There is a clear cause-and-effect relationship between the three trends. At the instant t₁, the discharge process of the mass flow rate is in its final phase (dash-dot line in Figure 19). The pockets D, already merged, are discharging the residual compressed air at a constant rate and the air pressure in the subsequent pockets C is close to the maximum value (Figure 20a). Therefore, the pressure difference between pockets D and C is small, resulting in a poor radial leakage flow in the axial gap between those pockets (Figure 20c). Similar situation characterizes the pockets A, which have just started the compression process: Their pressure is almost equal to that of the suction pocket and the leakage flow is minimum (Figure 20a,c). At this instant, the pressure at the inlet port is lower than that of the environment and the gradient pressure favors the entrance of new air mass, as demonstrated by the maximum value of the inlet mass flow rate (Figure 19).

In the subsequent instants, the pressure distribution in the scroll pockets changes due to the scroll orbiting movement. At the instant t₃, the scroll is still in the middle of the discharging phase and the pockets are characterized by increasing pressure value (Figure 20b). The pressure gradients between the pockets are not negligible and favor an intense radial leakage flow from the discharge pockets D up to the suction pocket A (Figure 20d). This radial leakage flow brings part of its temperature and pressure content into the low-pressure pocket, causing a small increase of the pocket pressure and temperature (Figure 21). This is clearly demonstrated by the evolution over time of the inlet pressure in Figure 19. Indeed, at t₃, the inlet pressure reaches the environmental pressure value, 1 bar, and this prevents to the air mass to enter into the suction pocket, bringing the mass flow rate to null or even negative values (Figure 19).

It must be pointed out that the axial gap not only affects the inner fluid dynamics within the scroll pockets, but also in the discharge duct. The mass flow jets coming out from discharging pockets, clearly captured in the analysis without the axial gap (Figure 11), are significantly damped down in the simulation with the axial gap (Figure 22) mainly for two reasons. First, the mass flow rate discharged by the scroll is smaller due to the increased mass leakage flowing back to the entrance. Then, the axial gap makes a mass flow exchange possible between the discharging pockets due to the onset of pressure gradients (see contour plot over the orbiting scroll width in t₅ and t₇ – Figure 22). Consequently, the mass flow rate at the outlet port is more uniformly distributed over time and the amplitude of the peak at the beginning of the discharging phase is significantly reduced (Figure 23).

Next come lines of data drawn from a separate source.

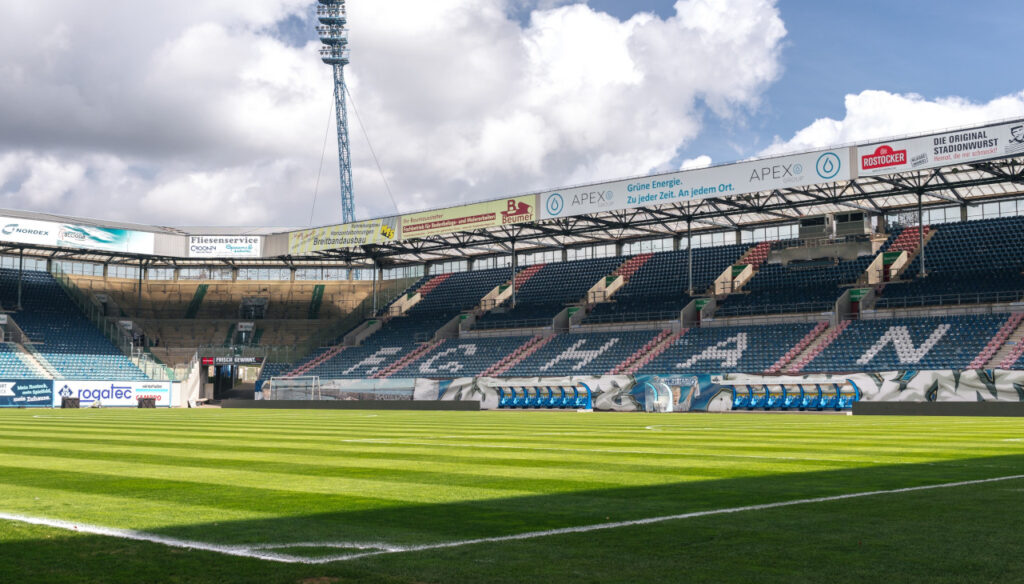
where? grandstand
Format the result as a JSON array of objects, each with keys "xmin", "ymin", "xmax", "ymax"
[{"xmin": 0, "ymin": 118, "xmax": 1024, "ymax": 398}]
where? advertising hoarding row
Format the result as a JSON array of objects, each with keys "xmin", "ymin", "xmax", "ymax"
[
  {"xmin": 188, "ymin": 236, "xmax": 263, "ymax": 258},
  {"xmin": 0, "ymin": 379, "xmax": 53, "ymax": 408},
  {"xmin": 0, "ymin": 379, "xmax": 171, "ymax": 408},
  {"xmin": 401, "ymin": 195, "xmax": 540, "ymax": 240},
  {"xmin": 0, "ymin": 217, "xmax": 156, "ymax": 255},
  {"xmin": 50, "ymin": 380, "xmax": 171, "ymax": 408},
  {"xmin": 857, "ymin": 121, "xmax": 1024, "ymax": 176},
  {"xmin": 539, "ymin": 149, "xmax": 851, "ymax": 219},
  {"xmin": 288, "ymin": 217, "xmax": 398, "ymax": 255}
]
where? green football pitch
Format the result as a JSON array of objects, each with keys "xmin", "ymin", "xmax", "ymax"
[{"xmin": 0, "ymin": 409, "xmax": 1024, "ymax": 584}]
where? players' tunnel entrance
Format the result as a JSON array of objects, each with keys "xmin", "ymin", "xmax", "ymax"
[{"xmin": 202, "ymin": 357, "xmax": 263, "ymax": 400}]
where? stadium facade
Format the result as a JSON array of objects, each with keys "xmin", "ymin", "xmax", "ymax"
[{"xmin": 0, "ymin": 120, "xmax": 1024, "ymax": 409}]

Besides the average mass flow rate reduction, it is important to highlight that, in terms of scroll global performance, the pressurizing effect of the radial leakage linked to the axial gap significantly increases the scroll power consumption: 3.6 kW vs. 2.8 kW.

Figure 23 also highlights that the modelling approach based on a perfect tip seal prevents PumpLinx from capturing significant differences with the simulation without axial gap. The small reduction in the average mass flow rate caused by the increased tangential leakage flow is confirmed. This reflects in the global performance, whose values are slightly increased in comparison with the previous case. For example, the average power consumption just increases from 2.7 kW to 2.9 kW.

5. Conclusions

Even if scroll machines present a wide application range, their efficiency is often one of the main bottlenecks for increasing the performance of the overall system/technology in which they are applied. Unlike turbomachines, the design strategy of these machines (and more in general of positive displacement machines) is limited to theoretical and/or semi-empirical approaches. A fact linked to the complex fluid dynamics combined with challenges in applying CFD software.

This paper analyses the inner fluid dynamics of a scroll machine with a particular focus on the influence of the axial gap on the resulting performance. Indeed, axial gap is one of the most challenging aspect to consider in a CFD simulation and its relevance in scroll design are clearly demonstrated by experimental studies.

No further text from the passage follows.